= ATM SafetyPIN software =

Potential alert system for forced ATM users

ATM SafetyPIN software is a software application that allows users of automated teller machines (ATMs) to alert law enforcement of a forced cash withdrawal (such as in a robbery) by entering their personal identification number (PIN) in reverse order. The system was patented by Illinois lawyer Joseph Zingher.

SafetyPIN is not currently used in ATM systems, despite widely circulated rumors originating from a chain letter e-mail. This is mainly due to issues regarding palindrome PINs being incompatible with the system and potential security vulnerabilities that could arise if implemented.

== History ==
The concept of a backup emergency PIN system, or duress code, for ATM systems has been around since at least July 30, 1986, when Representative Mario Biaggi, a former police officer, proposed it in the U.S. Congressional Record, pp. 18232 et seq. Biaggi then proposed House Resolution 785 in 1987 which would have had the FBI track the problem of express kidnappings and evaluate the idea of an emergency PIN system. HR785 died in committee without debate.

Zingher has not been successful in marketing licenses for his patent.
Police in New York, New Jersey, Ohio, Illinois, and Kansas have supported the concept.
Police support prompted the Illinois legislature to pass a law making it mandatory on all ATMs in Illinois. The law was changed shortly after it was passed by a "follow-on" bill that changed the meaning to the exact opposite of what they were seeking.

In 2006, an e-mail chain letter hoax circulated that claimed a reverse PIN duress code system is in place universally. American Banker reported on January 2, 2007, that no PIN-reversal duress code is used on any ATM as of that date.
In September 2013 the hoax was still circulating in Australia with the text:

If you should ever be forced by a robber to withdraw money from an ATM, you can notify the police by entering your PIN in reverse. For example if your PIN is 1234 then you would put in 4321. The ATM recognizes that your PIN is backwards from the ATM card you placed in the machine. The machine will still give you the money you requested, but unknown to the robber, the police will be immediately dispatched to help you. This information was recently broadcast on TV and it states that it is seldom used because people don't know it exists. Please pass this along to everyone possible. Australian Federal Police.
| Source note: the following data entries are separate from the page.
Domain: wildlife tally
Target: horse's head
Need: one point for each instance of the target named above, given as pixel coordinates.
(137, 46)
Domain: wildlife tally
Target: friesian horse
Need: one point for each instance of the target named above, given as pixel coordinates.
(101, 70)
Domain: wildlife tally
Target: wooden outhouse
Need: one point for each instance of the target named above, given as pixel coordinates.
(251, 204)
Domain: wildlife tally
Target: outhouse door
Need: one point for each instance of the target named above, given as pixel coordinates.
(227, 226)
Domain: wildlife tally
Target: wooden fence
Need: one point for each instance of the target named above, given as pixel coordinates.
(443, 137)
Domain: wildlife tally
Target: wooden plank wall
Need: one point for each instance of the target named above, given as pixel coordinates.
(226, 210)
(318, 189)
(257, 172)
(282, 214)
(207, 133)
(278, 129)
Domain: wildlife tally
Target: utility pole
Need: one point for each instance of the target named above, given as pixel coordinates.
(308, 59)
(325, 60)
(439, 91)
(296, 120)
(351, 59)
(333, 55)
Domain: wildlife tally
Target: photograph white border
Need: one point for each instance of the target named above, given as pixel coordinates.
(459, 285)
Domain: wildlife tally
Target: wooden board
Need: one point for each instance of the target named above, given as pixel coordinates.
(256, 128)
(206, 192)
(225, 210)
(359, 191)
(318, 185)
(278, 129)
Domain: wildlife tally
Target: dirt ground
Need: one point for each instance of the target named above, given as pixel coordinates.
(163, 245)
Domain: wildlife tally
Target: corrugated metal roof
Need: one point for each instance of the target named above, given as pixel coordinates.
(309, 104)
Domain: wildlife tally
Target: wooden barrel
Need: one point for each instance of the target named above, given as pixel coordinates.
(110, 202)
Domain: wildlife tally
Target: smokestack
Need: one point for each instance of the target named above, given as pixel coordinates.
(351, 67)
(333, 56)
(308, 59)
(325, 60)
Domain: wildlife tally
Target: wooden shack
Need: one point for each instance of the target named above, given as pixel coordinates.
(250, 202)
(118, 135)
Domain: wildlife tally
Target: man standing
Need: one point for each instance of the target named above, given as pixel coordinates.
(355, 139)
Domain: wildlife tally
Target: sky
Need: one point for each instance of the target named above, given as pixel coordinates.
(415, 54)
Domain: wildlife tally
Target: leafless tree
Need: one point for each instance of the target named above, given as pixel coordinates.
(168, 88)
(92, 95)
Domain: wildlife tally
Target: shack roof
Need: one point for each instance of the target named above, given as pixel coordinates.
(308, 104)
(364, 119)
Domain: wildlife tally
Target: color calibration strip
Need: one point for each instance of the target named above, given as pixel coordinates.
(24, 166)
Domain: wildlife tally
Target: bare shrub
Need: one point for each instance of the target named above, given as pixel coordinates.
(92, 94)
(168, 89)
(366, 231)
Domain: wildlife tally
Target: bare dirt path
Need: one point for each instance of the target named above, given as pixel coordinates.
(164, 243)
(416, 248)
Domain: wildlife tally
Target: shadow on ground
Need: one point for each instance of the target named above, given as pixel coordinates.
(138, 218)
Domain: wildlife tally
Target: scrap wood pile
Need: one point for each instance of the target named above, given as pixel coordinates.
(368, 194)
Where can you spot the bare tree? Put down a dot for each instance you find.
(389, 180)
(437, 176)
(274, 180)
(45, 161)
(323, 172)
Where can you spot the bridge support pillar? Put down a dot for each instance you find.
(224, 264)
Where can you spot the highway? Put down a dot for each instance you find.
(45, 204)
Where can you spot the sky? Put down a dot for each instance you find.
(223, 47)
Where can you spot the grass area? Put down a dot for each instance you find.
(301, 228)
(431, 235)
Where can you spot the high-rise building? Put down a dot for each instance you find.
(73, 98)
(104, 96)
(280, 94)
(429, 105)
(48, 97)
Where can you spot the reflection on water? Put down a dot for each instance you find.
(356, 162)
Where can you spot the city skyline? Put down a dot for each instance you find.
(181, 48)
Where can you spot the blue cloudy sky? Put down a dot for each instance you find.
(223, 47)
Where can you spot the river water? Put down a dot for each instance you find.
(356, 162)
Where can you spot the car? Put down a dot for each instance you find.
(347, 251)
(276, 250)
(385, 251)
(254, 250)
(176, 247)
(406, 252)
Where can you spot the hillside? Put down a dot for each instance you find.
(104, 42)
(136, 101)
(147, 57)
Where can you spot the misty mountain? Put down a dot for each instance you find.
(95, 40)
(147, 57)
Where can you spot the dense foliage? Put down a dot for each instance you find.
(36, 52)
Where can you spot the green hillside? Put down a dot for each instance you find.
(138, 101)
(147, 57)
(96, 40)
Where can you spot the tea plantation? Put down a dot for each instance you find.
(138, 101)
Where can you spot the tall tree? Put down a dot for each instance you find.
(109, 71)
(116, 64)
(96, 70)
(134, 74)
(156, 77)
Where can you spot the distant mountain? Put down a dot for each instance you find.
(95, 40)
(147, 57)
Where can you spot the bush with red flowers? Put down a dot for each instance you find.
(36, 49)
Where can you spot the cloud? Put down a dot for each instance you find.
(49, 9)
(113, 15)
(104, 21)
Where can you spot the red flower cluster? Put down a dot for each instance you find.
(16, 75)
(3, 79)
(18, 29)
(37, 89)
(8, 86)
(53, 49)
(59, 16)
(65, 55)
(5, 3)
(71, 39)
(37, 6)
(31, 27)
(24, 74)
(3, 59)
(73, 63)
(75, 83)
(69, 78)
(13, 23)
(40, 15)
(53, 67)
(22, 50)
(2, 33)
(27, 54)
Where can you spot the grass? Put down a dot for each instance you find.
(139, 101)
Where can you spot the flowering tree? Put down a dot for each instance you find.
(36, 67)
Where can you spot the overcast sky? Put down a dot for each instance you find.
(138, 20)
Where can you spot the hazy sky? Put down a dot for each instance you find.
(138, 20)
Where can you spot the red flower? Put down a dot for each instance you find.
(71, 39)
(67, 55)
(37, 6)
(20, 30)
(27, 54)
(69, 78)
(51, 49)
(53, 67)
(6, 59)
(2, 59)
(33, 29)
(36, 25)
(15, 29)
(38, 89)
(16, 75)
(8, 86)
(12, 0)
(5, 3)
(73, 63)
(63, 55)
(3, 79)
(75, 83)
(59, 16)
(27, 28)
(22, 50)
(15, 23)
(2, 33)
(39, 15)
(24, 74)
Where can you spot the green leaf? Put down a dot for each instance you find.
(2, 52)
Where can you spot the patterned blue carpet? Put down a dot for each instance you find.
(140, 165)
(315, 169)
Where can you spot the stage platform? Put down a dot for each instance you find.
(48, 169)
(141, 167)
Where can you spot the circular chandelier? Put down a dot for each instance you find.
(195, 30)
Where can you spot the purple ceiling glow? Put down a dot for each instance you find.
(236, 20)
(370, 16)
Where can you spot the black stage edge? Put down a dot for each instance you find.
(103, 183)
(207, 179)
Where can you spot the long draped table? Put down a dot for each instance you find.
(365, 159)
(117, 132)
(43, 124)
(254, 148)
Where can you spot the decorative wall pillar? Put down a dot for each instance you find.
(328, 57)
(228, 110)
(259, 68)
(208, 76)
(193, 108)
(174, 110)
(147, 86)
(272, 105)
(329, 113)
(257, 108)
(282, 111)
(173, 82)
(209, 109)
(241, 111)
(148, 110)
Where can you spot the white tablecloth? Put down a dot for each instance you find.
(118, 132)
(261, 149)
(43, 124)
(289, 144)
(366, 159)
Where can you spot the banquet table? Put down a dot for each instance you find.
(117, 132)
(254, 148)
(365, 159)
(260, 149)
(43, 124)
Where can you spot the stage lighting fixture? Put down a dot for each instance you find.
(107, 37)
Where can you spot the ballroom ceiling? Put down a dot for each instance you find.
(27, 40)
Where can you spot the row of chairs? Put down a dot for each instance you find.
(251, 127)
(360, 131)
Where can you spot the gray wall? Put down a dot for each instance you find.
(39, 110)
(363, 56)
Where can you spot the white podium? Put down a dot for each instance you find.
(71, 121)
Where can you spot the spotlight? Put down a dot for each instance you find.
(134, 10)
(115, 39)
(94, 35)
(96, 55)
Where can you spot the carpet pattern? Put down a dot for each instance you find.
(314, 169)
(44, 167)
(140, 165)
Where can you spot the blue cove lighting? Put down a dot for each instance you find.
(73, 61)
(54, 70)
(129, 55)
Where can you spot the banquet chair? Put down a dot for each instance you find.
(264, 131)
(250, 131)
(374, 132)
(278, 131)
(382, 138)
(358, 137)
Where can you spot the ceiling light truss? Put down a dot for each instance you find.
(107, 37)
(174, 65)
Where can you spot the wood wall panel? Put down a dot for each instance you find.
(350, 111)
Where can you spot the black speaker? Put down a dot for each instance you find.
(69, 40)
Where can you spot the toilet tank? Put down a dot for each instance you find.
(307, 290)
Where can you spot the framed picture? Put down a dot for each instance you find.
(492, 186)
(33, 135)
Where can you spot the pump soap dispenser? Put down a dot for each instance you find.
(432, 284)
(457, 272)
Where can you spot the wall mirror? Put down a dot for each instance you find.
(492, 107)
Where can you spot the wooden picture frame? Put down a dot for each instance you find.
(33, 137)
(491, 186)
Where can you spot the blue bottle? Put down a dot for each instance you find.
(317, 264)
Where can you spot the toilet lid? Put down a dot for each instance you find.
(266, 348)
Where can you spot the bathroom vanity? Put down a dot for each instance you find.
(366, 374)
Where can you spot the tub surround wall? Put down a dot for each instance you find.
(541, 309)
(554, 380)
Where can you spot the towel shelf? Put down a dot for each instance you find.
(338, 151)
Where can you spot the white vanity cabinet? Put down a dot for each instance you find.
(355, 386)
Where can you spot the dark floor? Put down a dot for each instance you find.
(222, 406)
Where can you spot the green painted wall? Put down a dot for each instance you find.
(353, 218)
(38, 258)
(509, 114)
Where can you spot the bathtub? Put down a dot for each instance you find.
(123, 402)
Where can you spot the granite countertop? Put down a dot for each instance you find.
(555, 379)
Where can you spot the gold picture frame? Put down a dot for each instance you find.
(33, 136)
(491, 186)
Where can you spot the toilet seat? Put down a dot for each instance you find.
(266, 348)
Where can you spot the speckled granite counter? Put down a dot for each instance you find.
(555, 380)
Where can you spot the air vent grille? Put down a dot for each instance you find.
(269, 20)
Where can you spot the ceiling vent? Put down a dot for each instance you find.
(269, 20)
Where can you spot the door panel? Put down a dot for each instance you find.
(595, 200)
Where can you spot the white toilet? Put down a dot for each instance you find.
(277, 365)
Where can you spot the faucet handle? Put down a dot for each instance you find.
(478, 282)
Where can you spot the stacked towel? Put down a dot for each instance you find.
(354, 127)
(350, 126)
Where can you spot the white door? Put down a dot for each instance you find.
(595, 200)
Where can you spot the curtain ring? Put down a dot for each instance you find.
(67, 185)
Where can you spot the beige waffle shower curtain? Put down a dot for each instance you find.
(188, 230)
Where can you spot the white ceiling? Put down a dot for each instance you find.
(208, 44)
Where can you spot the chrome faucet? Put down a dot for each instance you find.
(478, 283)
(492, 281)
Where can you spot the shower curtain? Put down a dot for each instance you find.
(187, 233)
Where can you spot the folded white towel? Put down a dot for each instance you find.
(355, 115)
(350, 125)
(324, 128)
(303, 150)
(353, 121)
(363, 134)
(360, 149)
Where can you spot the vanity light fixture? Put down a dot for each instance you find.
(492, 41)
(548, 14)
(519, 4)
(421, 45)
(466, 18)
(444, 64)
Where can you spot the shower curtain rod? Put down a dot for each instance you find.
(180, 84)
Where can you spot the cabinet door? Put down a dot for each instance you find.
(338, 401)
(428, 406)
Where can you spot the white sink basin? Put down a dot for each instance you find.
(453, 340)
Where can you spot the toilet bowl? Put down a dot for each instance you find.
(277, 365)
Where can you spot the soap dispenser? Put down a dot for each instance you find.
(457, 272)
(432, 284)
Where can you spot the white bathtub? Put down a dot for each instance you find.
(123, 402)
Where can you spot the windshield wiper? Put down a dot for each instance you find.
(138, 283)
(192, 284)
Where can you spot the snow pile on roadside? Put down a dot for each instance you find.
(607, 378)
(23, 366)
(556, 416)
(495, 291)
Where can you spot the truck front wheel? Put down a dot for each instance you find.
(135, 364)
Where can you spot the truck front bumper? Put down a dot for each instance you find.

AFP Web site: https://www.afp.gov.au

The same kind of e-mail chain letter hoax is still circulated on Tumblr and Facebook, as well as in India and other parts of the world.

Were the system implemented, palindromic PINs such as 5555 or 2112 would then be unavailable so that false alarms would not occur. Moreover, PINs that are semi-reversible such as 5255 or 1241, where the first and last numbers are the same, would be something to avoid as well so that accidental alarms would not be triggered by mistakenly switching the middle numbers.

Diebold, a manufacturer of ATMs, states on their website that no such emergency alerting system is currently in use. They cite an article in the St. Louis Post-Dispatch which claims bankers oppose the reverse-PIN system out of concerns that "ATM users might hesitate or fumble while trying to enter their PINs backwards under duress, possibly increasing the chances of violence." Diebold further states that they would be willing to support such technology if their customers (presumably banks) request it.

A bill making the reverse emergency PIN system mandatory on all ATMs in the state of Illinois was proposed on February 10, 2009. Subsection (i) is the new bill.

i) A terminal operated in this State must be designed and programmed so that when a consumer enters his or her personal identification number in reverse order, the terminal automatically sends an alarm to the local law enforcement agency having jurisdiction over the terminal location. The Commissioner shall promulgate rules necessary for the implementation of this subsection (i).

In 2009, Los Angeles City Councilman Greig Smith announced his intention to make the ReversePIN system mandatory on all ATMs in the city.